B. Whether these identified sirens were unreasonably dangerous products to ordinary end user-firefighters and first responders, and/or
C. Whether the product had inadequate design and/or warnings."
¶ 33 B. Adequacy of Representation of the Class
¶ 34 As Federal Signal argues, the court also erred in certifying the class without any identified class representatives or determination of their adequacy, as required by section 2-801. Federal Signal argues that due process requires that class representatives be identified and be sufficiently independent from class lawyers to advocate for the interests of the class, as opposed to its counsel. ¶ 35 Regarding the adequacy of class representation, the circuit court stated in its order that:
"The attorneys for the consolidated plaintiffs are already entrusted with all litigation decisions for their individual clients. By certifying them as a class on this narrow issue, the plaintiffs would be assured of individual autonomy over their respective cases and could proceed in the future in a consolidated fashion for trial proceedings on other issues."¶ 36 The circuit court found in its conclusion in its order:
"That attorneys of record since 1999, have and will fairly and adequately protect the interests of the 2350 plaintiffs consolidated herein and, particularly, 550 Chicago firefighters and first responders set for partial certification."¶ 37 The court, however, made no finding that certain named plaintiffs would adequately represent the class.
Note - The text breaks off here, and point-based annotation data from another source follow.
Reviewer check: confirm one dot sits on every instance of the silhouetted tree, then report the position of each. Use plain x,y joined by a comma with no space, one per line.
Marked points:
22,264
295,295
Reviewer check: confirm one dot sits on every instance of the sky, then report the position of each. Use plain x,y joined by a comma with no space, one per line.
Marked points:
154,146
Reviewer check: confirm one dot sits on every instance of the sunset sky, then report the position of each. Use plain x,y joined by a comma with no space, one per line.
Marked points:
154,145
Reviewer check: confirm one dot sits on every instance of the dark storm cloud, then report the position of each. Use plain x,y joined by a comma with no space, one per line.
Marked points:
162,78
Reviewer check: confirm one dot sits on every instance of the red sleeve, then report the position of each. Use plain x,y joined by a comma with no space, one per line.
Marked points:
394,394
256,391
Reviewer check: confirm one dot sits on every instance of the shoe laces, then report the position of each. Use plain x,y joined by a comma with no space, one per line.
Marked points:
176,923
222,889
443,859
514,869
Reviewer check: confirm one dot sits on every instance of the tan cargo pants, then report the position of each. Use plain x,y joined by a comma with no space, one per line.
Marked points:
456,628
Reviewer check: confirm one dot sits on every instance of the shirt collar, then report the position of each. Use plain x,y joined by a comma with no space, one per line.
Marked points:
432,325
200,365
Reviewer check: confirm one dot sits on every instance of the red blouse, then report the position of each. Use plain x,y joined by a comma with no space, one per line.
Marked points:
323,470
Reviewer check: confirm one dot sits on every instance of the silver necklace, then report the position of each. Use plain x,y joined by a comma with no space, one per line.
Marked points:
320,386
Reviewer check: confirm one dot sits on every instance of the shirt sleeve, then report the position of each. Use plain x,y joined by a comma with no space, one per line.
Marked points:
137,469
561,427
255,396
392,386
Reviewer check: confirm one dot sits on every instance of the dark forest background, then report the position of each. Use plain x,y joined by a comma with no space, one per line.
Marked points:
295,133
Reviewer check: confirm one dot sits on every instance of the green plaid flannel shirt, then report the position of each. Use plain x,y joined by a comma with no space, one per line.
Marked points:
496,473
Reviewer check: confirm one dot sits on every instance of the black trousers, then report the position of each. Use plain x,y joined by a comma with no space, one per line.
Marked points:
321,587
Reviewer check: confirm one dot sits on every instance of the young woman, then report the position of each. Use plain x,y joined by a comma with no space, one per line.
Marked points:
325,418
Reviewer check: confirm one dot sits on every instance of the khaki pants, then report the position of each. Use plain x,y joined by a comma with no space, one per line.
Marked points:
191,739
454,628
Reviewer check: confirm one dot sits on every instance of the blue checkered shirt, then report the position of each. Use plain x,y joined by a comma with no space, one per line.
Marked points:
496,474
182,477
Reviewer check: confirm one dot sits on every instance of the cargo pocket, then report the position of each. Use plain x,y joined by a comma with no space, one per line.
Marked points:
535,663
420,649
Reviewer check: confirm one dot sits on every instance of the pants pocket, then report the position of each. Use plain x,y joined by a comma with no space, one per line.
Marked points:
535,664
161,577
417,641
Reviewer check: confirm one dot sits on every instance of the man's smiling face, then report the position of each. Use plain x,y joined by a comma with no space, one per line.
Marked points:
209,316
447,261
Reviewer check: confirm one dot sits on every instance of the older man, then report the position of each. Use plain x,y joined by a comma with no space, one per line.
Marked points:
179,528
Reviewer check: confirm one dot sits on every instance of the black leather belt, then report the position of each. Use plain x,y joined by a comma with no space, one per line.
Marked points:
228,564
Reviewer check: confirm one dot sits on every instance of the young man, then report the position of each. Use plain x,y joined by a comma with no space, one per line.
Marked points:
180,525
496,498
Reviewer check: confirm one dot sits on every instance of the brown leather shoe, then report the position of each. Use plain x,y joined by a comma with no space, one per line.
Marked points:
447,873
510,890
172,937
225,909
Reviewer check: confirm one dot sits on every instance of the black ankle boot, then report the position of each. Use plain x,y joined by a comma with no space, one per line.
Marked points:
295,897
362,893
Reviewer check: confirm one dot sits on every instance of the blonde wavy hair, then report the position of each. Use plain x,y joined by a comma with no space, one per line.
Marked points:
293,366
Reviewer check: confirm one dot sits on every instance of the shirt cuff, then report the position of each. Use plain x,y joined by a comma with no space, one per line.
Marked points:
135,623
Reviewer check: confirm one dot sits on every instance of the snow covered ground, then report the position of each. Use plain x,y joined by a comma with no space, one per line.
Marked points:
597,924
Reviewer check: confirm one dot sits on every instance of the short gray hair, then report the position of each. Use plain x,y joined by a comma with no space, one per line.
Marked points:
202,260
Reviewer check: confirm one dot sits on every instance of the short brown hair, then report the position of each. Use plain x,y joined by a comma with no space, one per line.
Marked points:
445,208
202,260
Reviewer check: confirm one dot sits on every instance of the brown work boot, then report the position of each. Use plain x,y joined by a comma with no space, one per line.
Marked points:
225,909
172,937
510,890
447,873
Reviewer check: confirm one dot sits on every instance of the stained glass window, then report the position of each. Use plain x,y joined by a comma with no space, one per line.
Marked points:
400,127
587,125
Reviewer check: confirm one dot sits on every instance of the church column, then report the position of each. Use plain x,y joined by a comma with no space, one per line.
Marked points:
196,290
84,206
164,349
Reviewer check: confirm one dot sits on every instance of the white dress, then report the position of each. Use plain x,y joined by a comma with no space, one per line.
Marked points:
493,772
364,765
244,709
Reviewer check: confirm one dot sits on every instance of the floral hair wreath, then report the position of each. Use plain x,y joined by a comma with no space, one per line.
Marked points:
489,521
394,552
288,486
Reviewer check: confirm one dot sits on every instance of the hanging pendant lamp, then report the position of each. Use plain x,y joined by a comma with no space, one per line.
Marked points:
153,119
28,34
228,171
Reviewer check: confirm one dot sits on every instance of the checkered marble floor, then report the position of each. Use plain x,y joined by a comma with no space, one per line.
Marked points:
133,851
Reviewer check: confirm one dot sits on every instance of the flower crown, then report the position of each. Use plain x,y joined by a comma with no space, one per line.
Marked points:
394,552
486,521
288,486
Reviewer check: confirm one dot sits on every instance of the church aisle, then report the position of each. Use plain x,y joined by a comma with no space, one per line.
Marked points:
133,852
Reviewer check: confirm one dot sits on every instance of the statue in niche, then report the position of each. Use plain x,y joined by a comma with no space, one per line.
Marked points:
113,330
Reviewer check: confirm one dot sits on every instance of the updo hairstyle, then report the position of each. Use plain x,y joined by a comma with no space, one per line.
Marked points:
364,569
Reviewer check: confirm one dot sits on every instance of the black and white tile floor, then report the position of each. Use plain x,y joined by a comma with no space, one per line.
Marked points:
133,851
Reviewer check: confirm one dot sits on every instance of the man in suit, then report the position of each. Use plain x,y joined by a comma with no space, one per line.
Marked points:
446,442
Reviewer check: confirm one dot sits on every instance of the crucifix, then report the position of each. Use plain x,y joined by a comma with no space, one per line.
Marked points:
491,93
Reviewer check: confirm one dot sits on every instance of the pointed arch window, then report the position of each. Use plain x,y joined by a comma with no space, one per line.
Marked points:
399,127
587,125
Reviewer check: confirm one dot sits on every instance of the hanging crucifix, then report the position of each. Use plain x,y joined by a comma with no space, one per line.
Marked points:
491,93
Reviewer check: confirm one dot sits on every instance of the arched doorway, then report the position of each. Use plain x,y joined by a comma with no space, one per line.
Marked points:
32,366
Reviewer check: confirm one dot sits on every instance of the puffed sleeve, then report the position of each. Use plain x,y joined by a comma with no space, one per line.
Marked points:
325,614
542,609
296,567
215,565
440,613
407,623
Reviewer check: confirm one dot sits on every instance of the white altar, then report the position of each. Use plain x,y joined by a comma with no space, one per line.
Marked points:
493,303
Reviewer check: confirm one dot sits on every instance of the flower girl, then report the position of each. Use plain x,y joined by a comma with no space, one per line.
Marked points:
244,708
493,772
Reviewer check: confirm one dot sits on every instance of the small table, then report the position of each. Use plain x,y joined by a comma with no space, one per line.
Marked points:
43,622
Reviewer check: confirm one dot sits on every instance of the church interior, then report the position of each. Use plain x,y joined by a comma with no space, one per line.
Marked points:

There must be a finding that the representative "parties" will fairly and adequately protect the interest of the class, not the parties' attorneys. See 735 ILCS 5/2-801(3) (West 2012). In addition to the second requirement, the third requirement for class certification also was not met.
¶ 38 C. Efficiency
¶ 39 Finally, Federal Signal further argues that the fourth requirement for class certification is not met and that class certification would not be fair or efficient because, "[e]ven if plaintiffs were to prevail in a class-wide proceeding on defect, hundreds of additional individual trials would be necessary to resolve all the other issues raised by each plaintiff's claim." Due to our holding that the court's order did not contain the required findings regarding predominance and adequate representation of the class, we need not reach the final issue whether the class action is an appropriate method for the fair and efficient adjudication of the controversy.
¶ 40 CONCLUSION
¶ 41 The filing of an amended complaint after the effective date of amended Supreme Court Rule 306(a)(8) alleging a class action for the first time was a newly filed class action, and thus this case is governed by amended Supreme Court Rule 306(a)(8) and we have jurisdiction for interlocutory review of the class certification. ¶ 42 We hold, however, that the circuit court did not make the required findings under Rule 306(a)(8) to support the certification of a class. First, while Rule 306(a)(8) allows certification of a limited issue or a sub-class, and the court found various "common" issues, the court did not made the required finding of predominance of these common issues. Second, the circuit court made no finding concerning the adequacy of representation of the class. For these reasons, we reverse the class certification and remand for further proceedings. ¶ 43 Reversed and remanded.